An interval fund is a closed-end fund that is continuously sold but only permits shareholders to redeem some of their shares at various intervals, typically quarterly tender offers. Floating-rate funds invest in adjustable-rate, non-investment-grade loans made by banks.

In early April 2004, Highland Capital struck a deal with Columbia Management Advisors, the asset management arm of Bank of America, under which Highland would purchase three floating-rate funds that Columbia had decided were no longer necessary to its investment management competency. The three funds had originated as Stein Roe & Farnham funds, but through successive mergers, came under the Liberty Funds banner and were eventually folded into the Columbia Funds group.

The ink on the acquisition deal dry, Highland signed on as the interim investment advisor to all three funds, effective April 15, 2004, and shareholders formally approved the appointment of Highland as the funds' permanent advisor on July 30, 2004.

Net' vs. Managed'

However, through a technical error in both a June 2004 proxy statement to investors that described the new advisory arrangements and fee, as well as the actual management contract agreement between the fund and Highland, the agreement's wording called for the new advisor to annually earn 45 basis points of the fund's "average daily net assets" on the fund's first $1 billion. The actual wording should have noted that Highland would earn 45 basis points on the fund's "average daily managed assets."

That difference lies in the fact that the fund advisor, by design, is allowed to use leverage and borrow an amount equal to no more than one-third of the fund's total assets. Those borrowings then get added to the fund's net assets, and after subtracting all current liabilities and expenses of the fund, the advisor's management fee should be charged based on that larger asset base.

The ability to leverage existed when Columbia managed the fund's assets and did not change when Columbia handed off the fund to Highland.

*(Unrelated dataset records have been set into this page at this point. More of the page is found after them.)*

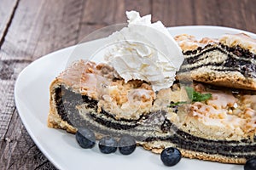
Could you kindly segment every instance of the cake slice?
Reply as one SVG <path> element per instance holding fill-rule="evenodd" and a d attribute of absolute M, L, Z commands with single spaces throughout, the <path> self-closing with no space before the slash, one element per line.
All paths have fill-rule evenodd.
<path fill-rule="evenodd" d="M 191 100 L 194 94 L 211 94 Z M 178 148 L 185 157 L 245 163 L 256 155 L 256 94 L 194 82 L 154 93 L 144 81 L 127 83 L 113 68 L 88 60 L 73 63 L 51 83 L 48 126 L 96 137 L 133 136 L 155 153 Z"/>
<path fill-rule="evenodd" d="M 177 77 L 235 88 L 256 89 L 256 40 L 246 34 L 226 34 L 197 41 L 190 35 L 175 37 L 185 60 Z"/>

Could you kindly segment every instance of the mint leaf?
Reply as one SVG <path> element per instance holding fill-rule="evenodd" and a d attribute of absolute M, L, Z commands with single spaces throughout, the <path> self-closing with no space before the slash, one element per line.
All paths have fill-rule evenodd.
<path fill-rule="evenodd" d="M 205 101 L 212 97 L 212 94 L 200 94 L 194 90 L 191 87 L 185 87 L 189 99 L 192 102 Z"/>

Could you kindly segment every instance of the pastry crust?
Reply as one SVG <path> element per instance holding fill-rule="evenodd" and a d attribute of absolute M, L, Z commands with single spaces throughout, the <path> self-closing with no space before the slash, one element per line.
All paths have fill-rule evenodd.
<path fill-rule="evenodd" d="M 219 43 L 218 40 L 210 38 L 197 41 L 195 37 L 188 35 L 178 36 L 176 40 L 183 51 L 201 51 L 208 44 L 218 47 Z M 225 45 L 230 42 L 228 38 L 221 41 Z M 223 62 L 225 57 L 221 56 L 216 60 Z M 189 76 L 188 72 L 177 75 L 179 80 L 184 77 L 225 88 L 256 89 L 253 78 L 245 77 L 236 71 L 212 71 L 207 66 L 192 70 Z M 217 88 L 219 91 L 211 91 L 207 85 L 198 82 L 193 82 L 191 87 L 198 93 L 210 93 L 212 98 L 189 103 L 185 88 L 178 83 L 154 94 L 147 82 L 137 80 L 125 83 L 107 65 L 79 60 L 50 84 L 48 127 L 76 133 L 79 127 L 65 121 L 67 113 L 61 112 L 60 105 L 67 102 L 74 105 L 69 109 L 77 110 L 73 116 L 98 130 L 96 137 L 111 133 L 119 138 L 127 133 L 135 136 L 139 145 L 154 153 L 159 154 L 164 148 L 173 146 L 180 149 L 184 157 L 245 163 L 247 158 L 255 155 L 256 108 L 253 100 L 256 99 L 256 94 L 242 92 L 233 95 L 230 90 L 226 92 L 221 88 Z M 68 100 L 73 98 L 65 100 L 66 93 L 86 97 L 87 100 L 81 100 L 84 103 Z M 61 98 L 65 101 L 60 102 Z M 172 102 L 184 101 L 184 105 L 168 107 Z M 92 106 L 88 108 L 88 105 Z M 191 142 L 195 143 L 195 149 L 189 148 Z M 200 148 L 201 144 L 207 148 Z M 212 149 L 212 144 L 216 148 Z M 226 150 L 220 150 L 218 147 Z M 239 147 L 244 152 L 232 151 L 233 149 L 238 150 Z"/>
<path fill-rule="evenodd" d="M 243 33 L 201 40 L 182 34 L 175 39 L 185 56 L 182 68 L 187 70 L 181 71 L 177 79 L 256 90 L 255 39 Z"/>

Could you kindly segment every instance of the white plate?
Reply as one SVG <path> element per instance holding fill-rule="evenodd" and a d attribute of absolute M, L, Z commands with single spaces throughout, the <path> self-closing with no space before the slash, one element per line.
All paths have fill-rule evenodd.
<path fill-rule="evenodd" d="M 172 36 L 182 33 L 196 37 L 218 37 L 224 33 L 245 32 L 253 37 L 255 34 L 241 30 L 218 26 L 172 27 Z M 99 44 L 94 41 L 84 45 L 90 49 Z M 176 169 L 176 170 L 241 170 L 242 166 L 222 164 L 183 158 L 175 167 L 163 165 L 159 155 L 140 147 L 130 156 L 119 152 L 101 154 L 98 147 L 81 149 L 73 134 L 47 127 L 49 111 L 49 87 L 51 81 L 65 69 L 67 60 L 75 47 L 67 48 L 45 55 L 32 62 L 20 74 L 15 89 L 16 106 L 26 130 L 46 157 L 59 169 Z"/>

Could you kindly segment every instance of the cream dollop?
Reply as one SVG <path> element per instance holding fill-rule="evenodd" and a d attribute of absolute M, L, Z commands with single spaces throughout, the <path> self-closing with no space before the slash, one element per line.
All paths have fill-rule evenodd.
<path fill-rule="evenodd" d="M 151 15 L 126 12 L 128 26 L 108 37 L 105 60 L 127 82 L 143 80 L 154 91 L 171 87 L 183 61 L 181 48 L 160 21 L 151 23 Z"/>

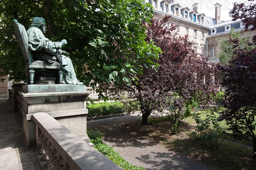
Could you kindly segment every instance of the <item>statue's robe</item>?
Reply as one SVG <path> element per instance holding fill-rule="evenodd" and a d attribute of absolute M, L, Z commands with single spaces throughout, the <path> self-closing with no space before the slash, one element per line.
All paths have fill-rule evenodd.
<path fill-rule="evenodd" d="M 38 28 L 31 27 L 28 30 L 27 33 L 29 47 L 34 61 L 42 61 L 49 64 L 57 62 L 56 52 L 61 48 L 60 42 L 49 40 Z M 61 57 L 60 63 L 64 72 L 62 81 L 68 84 L 81 84 L 76 78 L 70 59 L 64 55 L 61 55 Z"/>

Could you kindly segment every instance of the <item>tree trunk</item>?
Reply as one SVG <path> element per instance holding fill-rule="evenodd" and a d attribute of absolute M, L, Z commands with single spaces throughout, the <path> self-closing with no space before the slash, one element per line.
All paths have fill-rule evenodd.
<path fill-rule="evenodd" d="M 48 30 L 50 33 L 51 37 L 56 35 L 56 31 L 53 26 L 53 21 L 51 14 L 51 0 L 44 0 L 44 7 L 45 13 L 45 21 L 47 23 Z"/>
<path fill-rule="evenodd" d="M 149 115 L 148 115 L 146 113 L 142 113 L 142 124 L 148 124 L 148 118 Z"/>
<path fill-rule="evenodd" d="M 256 137 L 253 137 L 253 156 L 256 158 Z"/>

In fact, according to fund industry experts, leverage can be a very common tool among some closed-end funds, especially floating-rate bank funds.

"Leverage is awesome," said Jeff Malliet, a principal with Nobel Asset Management in Chicago. Malliet is credited as being the father of the bank loan fund product. Leverage, when applied by a talented manager, allows the investor outsized opportunities to earn a greater return.

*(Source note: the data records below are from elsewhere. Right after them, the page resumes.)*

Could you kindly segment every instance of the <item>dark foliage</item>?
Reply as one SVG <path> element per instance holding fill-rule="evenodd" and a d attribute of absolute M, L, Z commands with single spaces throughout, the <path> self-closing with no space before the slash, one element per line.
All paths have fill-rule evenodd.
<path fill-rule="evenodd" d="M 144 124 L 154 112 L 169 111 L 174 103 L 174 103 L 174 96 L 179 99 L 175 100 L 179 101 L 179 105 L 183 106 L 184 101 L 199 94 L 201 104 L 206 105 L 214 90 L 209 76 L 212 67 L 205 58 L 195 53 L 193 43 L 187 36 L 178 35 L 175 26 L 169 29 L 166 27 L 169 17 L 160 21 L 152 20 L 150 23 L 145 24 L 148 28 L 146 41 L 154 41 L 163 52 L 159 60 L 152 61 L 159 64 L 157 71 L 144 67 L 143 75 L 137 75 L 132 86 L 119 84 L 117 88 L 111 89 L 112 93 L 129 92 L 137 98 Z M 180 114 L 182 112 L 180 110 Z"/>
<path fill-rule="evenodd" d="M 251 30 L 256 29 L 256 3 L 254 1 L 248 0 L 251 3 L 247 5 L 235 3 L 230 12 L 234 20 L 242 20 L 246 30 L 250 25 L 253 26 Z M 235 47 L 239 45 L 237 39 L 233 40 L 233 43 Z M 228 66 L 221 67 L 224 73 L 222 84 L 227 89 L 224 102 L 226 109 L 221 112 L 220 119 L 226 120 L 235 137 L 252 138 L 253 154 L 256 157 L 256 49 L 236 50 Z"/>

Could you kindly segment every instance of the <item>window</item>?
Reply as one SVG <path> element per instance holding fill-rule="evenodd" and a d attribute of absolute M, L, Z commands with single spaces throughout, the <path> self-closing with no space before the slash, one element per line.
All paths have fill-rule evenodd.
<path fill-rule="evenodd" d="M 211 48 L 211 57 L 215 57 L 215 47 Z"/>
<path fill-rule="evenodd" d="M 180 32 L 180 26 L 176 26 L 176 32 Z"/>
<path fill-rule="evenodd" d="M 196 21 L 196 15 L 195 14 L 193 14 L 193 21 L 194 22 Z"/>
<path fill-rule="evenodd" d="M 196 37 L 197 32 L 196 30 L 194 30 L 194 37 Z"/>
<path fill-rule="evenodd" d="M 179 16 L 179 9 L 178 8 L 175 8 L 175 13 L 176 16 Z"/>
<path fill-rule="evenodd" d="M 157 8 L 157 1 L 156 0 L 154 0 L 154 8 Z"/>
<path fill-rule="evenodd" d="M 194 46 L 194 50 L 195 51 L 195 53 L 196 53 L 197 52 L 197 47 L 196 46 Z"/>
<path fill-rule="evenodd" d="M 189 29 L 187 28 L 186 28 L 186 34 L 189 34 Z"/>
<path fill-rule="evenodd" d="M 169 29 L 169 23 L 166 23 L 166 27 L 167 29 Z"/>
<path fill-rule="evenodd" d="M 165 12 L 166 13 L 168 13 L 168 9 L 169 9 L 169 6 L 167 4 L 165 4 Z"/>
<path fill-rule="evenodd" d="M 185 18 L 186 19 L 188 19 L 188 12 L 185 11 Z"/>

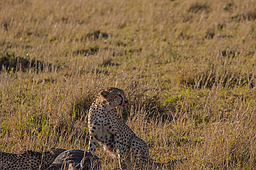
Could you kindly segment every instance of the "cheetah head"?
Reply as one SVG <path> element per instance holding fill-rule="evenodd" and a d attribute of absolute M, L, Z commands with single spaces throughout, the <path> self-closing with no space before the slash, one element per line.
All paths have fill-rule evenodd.
<path fill-rule="evenodd" d="M 111 107 L 124 107 L 128 102 L 123 91 L 116 87 L 107 88 L 101 91 L 100 95 L 108 102 Z"/>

"The gain you get off the return can be substantial," Malliet noted. "Leverage is absolutely and completely beneficial" but could increase the fund's volatility and its risk, should certain leveraged securities default, he added.

Although it isn't clear exactly how Highland's one-word management contract error originally occurred, in a filing with the SEC earlier this month, the fund's board of directors revealed that the wording error first came to light during an Oct. 28 board conference call. The board subsequently met in person and decided to issue a shareholder proxy to approve a corrected contract. A call to Highland Capital for comment was not returned.

But a review of the SEC filings on all three of the floating-rate funds that Highland acquired last year reveals that the Highland Floating Rate Advantage Fund is definitely the odd man out of the bank fund trio. This fund is the only one of the three with the "advantage" of being allowed to use leverage via borrowings. The two other former Stein Roe-turned-Columbia bank loan funds are both feeder funds that invest in the same master fund, namely the Highland Floating Rate Limited Liability Co., and neither allows for leveraging. It appears that the fund's unique structure may have led to the wording discrepancy.

Since Highland was legally only entitled to the management fee on the fund's net assets as per the contract, shareholders are now being asked to vote to allow the advisor to keep the $944,696 management fee differential that the advisor took but technically hadn't earned between April 15, 2004 and Sept. 30, 2005. The advisor received $4,358,222 but was only entitled to $3,623,591, according to the erroneous contract.

According to the new Highland proxy, that works out to a fee differential of 90 cents per $1,000 in fund net assets, or just shy of 1.6 cents per share.